The Ownership Question: Does It Matter?

This is the part most comparison articles skip, and it shouldn't be.

Windsurf's roadmap now depends on how Cognition integrates it with Devin. The stated plan is to combine Windsurf's IDE with Devin's autonomous agent capabilities — potentially creating the first fully AI-driven development environment. That's an ambitious and genuinely exciting vision.

But it also means the Windsurf you use today may look quite different in 12–18 months. Will it remain a standalone IDE? Will the free tier survive? Will pricing change as Cognition seeks returns on its acquisition? These aren't hypothetical concerns, they're live questions without clear answers.

Cursor, by contrast, is an independent company with $29.3B valuation, $1B+ in ARR, and a clear identity as an AI IDE. Its pricing got messy in 2025, but the product direction is stable.

If you're building personal workflows, integrating Windsurf into team tooling, or making architectural decisions around your development environment, the ownership situation is worth factoring in.


Building Actual Things: Real-World Results

Theory is nice. Here's what actually happened when testing both tools over two weeks of real project work:

Web game build: Cursor finished first — had a working prototype ready before Windsurf's Cascade had completed its first pass. The speed gap was real and consistent.

SaaS dashboard: More even. Windsurf's Flow Awareness showed here — it asked fewer clarifying questions and made more sensible architectural choices independently. Cursor was faster but required more steering.

Feature addition to existing codebase: Windsurf's Memories system was the differentiator. Having built up context about the project over previous sessions, Cascade made suggestions that felt genuinely informed by how the codebase was structured. Cursor's context awareness was good but started fresh each session.

Code quality overall: Remarkably similar across both tools when using the same underlying models. The real differences were in speed, UX, and how much hand-holding each agent needed.

Windsurf's output was impressive, especially when tasked with creating a SaaS dashboard with minimal guidance.

The Verdict: The "Use Both" Case Is Still Strong

After testing both tools extensively, the honest answer is still: serious founders should use both.
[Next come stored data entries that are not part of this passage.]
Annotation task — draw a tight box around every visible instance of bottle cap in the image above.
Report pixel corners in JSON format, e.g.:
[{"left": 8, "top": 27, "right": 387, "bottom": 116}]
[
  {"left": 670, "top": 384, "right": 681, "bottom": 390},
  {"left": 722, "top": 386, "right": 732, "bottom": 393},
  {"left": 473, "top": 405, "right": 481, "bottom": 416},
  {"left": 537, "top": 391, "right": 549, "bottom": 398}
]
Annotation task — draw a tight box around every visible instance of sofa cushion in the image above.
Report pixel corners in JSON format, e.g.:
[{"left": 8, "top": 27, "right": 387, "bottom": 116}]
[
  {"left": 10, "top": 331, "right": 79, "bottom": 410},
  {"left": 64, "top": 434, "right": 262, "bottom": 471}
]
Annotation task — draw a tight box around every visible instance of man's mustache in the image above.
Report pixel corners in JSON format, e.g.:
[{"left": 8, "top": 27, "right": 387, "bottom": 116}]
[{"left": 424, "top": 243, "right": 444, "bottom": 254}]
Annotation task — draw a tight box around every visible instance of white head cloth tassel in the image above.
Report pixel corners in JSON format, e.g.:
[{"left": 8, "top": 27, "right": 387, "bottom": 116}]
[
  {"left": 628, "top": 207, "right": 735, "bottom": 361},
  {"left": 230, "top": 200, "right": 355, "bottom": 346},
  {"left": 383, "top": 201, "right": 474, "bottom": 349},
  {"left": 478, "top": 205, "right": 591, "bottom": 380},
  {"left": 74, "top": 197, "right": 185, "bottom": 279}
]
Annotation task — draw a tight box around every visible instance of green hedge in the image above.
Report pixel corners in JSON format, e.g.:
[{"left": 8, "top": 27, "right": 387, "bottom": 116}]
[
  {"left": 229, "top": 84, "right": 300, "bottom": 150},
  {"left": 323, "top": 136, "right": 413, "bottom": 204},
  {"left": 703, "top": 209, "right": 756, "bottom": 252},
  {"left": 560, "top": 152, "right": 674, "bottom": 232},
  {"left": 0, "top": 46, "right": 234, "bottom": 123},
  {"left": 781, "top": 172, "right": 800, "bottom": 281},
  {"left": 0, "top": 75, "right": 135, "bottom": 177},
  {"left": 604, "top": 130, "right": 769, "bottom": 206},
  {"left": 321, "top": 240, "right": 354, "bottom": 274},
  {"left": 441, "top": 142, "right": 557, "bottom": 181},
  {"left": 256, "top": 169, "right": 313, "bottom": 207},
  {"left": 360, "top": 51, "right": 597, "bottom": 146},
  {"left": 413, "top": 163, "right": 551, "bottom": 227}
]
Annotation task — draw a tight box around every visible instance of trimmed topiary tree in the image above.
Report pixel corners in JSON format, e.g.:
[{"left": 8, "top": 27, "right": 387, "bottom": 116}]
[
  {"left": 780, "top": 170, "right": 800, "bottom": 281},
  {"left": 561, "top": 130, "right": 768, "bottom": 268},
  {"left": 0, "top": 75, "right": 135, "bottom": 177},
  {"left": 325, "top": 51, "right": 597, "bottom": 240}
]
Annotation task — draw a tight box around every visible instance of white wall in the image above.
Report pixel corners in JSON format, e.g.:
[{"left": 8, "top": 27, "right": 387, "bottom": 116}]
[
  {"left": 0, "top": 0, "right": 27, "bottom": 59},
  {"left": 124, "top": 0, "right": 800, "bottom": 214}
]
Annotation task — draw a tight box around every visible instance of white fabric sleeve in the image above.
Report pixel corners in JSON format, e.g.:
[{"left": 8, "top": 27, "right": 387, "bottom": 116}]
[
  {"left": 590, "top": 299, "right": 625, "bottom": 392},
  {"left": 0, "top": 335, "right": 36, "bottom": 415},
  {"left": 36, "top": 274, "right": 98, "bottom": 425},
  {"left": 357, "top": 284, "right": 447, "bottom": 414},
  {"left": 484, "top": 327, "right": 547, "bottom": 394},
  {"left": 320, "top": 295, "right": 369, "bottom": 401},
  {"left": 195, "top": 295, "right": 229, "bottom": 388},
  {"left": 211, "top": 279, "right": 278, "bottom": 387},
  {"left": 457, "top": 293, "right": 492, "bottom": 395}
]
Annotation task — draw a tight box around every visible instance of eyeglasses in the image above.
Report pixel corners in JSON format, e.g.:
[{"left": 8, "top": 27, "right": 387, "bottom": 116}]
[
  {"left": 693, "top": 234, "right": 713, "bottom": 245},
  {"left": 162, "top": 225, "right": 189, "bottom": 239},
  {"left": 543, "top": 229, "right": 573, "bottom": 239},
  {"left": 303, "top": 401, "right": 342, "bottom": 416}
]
Here's the practical case:

  • Credit management: Both tools have monthly credit limits. When one runs dry, switch to the other — you're not losing work, just rotating environments
  • Task specialisation: Use Cursor when speed is everything and you need to iterate fast. Use Windsurf when you're working on a complex feature where project context matters and Cascade's memory is worth the slower pace
  • Multitasking: Start a long Cascade session in Windsurf, keep working in Cursor while it runs
  • Cost hedging: At $15 + $20 = $35/month for both Pro plans, you get redundancy and flexibility for less than a Pro+ Cursor subscription alone

If you genuinely can only choose one:

Choose Cursor if: Speed is your priority, you prefer a more predictable independent product, and you're comfortable with the credit system's variability for heavy premium model use.

Choose Windsurf if: You value UX polish, want cheaper pricing at individual and team level, and the Cognition acquisition uncertainty doesn't put you off — especially if you're already using Devin and want those tools to eventually converge.


The Bigger Picture

The most important thing this comparison reveals isn't which editor is marginally better. It's that AI-assisted development has become a genuine competitive advantage for founders — especially those without deep engineering backgrounds.

Tasks that required a dedicated engineering team eighteen months ago can now be shipped solo with the right prompts and a bit of patience. Cursor and Windsurf are both excellent tools that will make you faster. The choice between them is, in most cases, less important than simply picking one and building.

But if you're going to go deep on one: watch what Cognition does with Windsurf over the next six months. If the integration with Devin ships well, it could become something genuinely different from anything else on the market. And if it doesn't — Cursor will still be there, fast and getting faster.